Auditor independence rules require outside auditors to remain independent from their clients to ensure there is not even the appearance of a firm compromising its objectivity and impartiality when auditing financial statements.  According to the SEC’s order instituting a settled administrative proceeding, Deloitte violated the rules with respect to the appearance of independence by failing to follow its own policies and conduct an independence consultation prior to entering into a new business relationship with Boynton.  Deloitte failed to discover that the required initial independence consultation was not performed until nearly five years after the independence-impairing relationship had been established between Deloitte Consulting LLP and Boynton, who was paid consulting fees for his external client work.  Meanwhile, Deloitte represented in audit reports that it was independent of the three funds while Boynton simultaneously served on their boards and audit committees.

“The investing public depends on independent auditors like Deloitte to test the reliability of publicly-reported financial statements, and they have front-line responsibility for ensuring their own independence,” said Stephen L. Cohen, Associate Director of the SEC’s Division of Enforcement. “But they are not alone in safeguarding the audit process, and the other fiduciaries charged in this case failed to fulfill their roles and preserve investor confidence.”

According to the SEC’s order:

Deloitte Consulting acquired a proprietary brainstorming business methodology from Boynton in 2006 and collaborated with Boynton to implement it and serve both internal and external firm clients through 2011.

As a member of the three funds’ boards and audit committees, Boynton was required to complete annual trustee and officer (T&O) questionnaires designed in part to identify conflicts of interest.  Boynton did not identify his business relationship with Deloitte Consulting in response to a question calling for identification of his “principal occupation(s) and other positions.”  Relying on his understanding that Deloitte Consulting was a separate legal entity from Deloitte, Boynton also did not identify the business relationship in his responses to a question added to the questionnaire in 2009 inquiring whether he had any “direct or material indirect business relationship” with Deloitte.

ALPS contractually agreed to assist the funds in discharging their responsibilities yet failed to adopt sufficient written policies and procedures as required to prevent auditor independence violations.
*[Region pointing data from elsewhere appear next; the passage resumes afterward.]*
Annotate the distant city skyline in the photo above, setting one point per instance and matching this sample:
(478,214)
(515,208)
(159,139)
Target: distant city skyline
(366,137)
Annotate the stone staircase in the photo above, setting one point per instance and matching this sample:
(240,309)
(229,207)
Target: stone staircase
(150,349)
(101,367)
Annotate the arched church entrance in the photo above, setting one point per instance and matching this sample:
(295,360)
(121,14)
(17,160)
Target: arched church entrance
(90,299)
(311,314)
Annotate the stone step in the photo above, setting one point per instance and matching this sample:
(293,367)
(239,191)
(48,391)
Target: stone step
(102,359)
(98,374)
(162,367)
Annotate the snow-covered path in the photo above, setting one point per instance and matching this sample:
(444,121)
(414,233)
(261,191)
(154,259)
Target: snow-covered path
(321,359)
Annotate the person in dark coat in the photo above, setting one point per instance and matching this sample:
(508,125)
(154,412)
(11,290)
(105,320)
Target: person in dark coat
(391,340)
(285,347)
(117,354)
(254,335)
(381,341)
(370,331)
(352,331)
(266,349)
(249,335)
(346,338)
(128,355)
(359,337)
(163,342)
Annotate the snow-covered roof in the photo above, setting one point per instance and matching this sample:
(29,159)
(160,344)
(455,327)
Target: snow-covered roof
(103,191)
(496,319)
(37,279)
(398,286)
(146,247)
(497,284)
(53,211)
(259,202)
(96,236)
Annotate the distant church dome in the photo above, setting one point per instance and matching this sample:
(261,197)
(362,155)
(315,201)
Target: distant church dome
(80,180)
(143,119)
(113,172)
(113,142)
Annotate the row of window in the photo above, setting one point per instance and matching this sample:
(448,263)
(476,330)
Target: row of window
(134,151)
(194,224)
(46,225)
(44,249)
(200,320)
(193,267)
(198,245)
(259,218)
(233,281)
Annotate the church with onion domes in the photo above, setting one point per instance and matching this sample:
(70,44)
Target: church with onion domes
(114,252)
The funds’ audit committee charter addressed auditor independence generally, but the T&O questionnaires did not expressly cover business relationships with the auditor’s affiliates.  The funds also did not have sufficient written policies and procedures to prevent other types of auditor independence violations, nor did they provide sufficient training to assist board members in the discharge of their responsibilities related to auditor independence.

The SEC’s order censures Deloitte for violating the auditor independence standards of Rule 2-02(b) of Regulation S-X, and sanctioned Deloitte for causing the funds to violate Sections 20(a) and 30(a) of the Investment Company Act and Rule 20a-1 thereunder.  The order finds that Boynton was a cause of the same reporting violations and ALPS caused the funds’ related compliance violations under Rule 38a-1 of the Investment Company Act.  Each party agreed to cease and desist from future violations without admitting or denying the findings.  Deloitte agreed to pay disgorgement of audit fees in the amount of $497,438 plus prejudgment interest of $116,478 and a penalty of $500,000.  Boynton agreed to pay disgorgement of $30,000 plus prejudgment interest of $5,329 and a penalty of $25,000.  ALPS agreed to pay a $45,000 penalty.

The SEC’s investigation was conducted by James J. Bresnicky and Brian M. Privor, and supervised by J. Lee Buck II.